Background
In a welcome lunch at my current company, one of the founders (technologist) explained that he first met another of the founders (lawyer) when the technologist employed the lawyer to help him negotiate his severance from a C-level position at a large company which he was leaving by his own choice. The company he left still likes him, and tried very hard to keep him, but he wanted to leave to found his new company. The departure, and events leading up to, and following it were all amicable. There was no confrontation in any aspect of the process.
My understanding is the negotiation was primarily over how much money the technologist would receive upon departure.
The new company he formed is not in the same industry as the former company.
My Poor View
The idea of receiving a severance upon quitting a position still shocks me; the notion of hiring a lawyer in an amicable situation like this to help negotiate the severance nearly boggles my mind.
It seems that if this practice is common, it incentivizes people in such positions to leave prematurely. Suppose I am in such a position, and am offered some new position with a 20% raise and all other factors being truly equal with my current role. Love of my job and those I work with and all these qualifiers are considered neutral. If I'm able to also negotiate a severance, it seems akin to a signing bonus for taking the new position outside of my current company, with the key difference that my new company doesn't pay it.
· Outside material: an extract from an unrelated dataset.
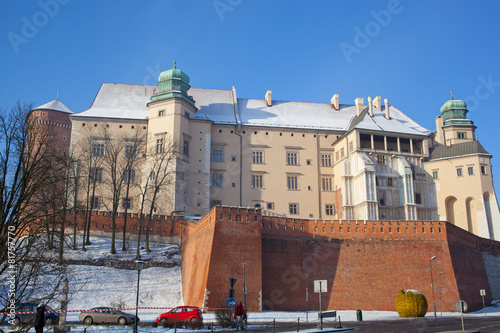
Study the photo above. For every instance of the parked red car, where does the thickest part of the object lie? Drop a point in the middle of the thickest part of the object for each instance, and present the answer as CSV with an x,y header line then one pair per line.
x,y
181,315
Note: I'm not (yet) in such a position, and expect that I'll work through two level changes and a promotion or three before I am even positioned for this, but at some point I will be done at my current company and will quit of my own accord. Probably to found my own new company.
Please explain how this practice benefits the company losing the employee. I fully understand asking the departing employee to sign an additional NDA and/or non-compete agreement on top of what was signed upon hiring/promotion. Does this need to be financially rewarded?
Please help me understand how common this is, and at what levels (senior manager, director, CxO?) this begins to come into play.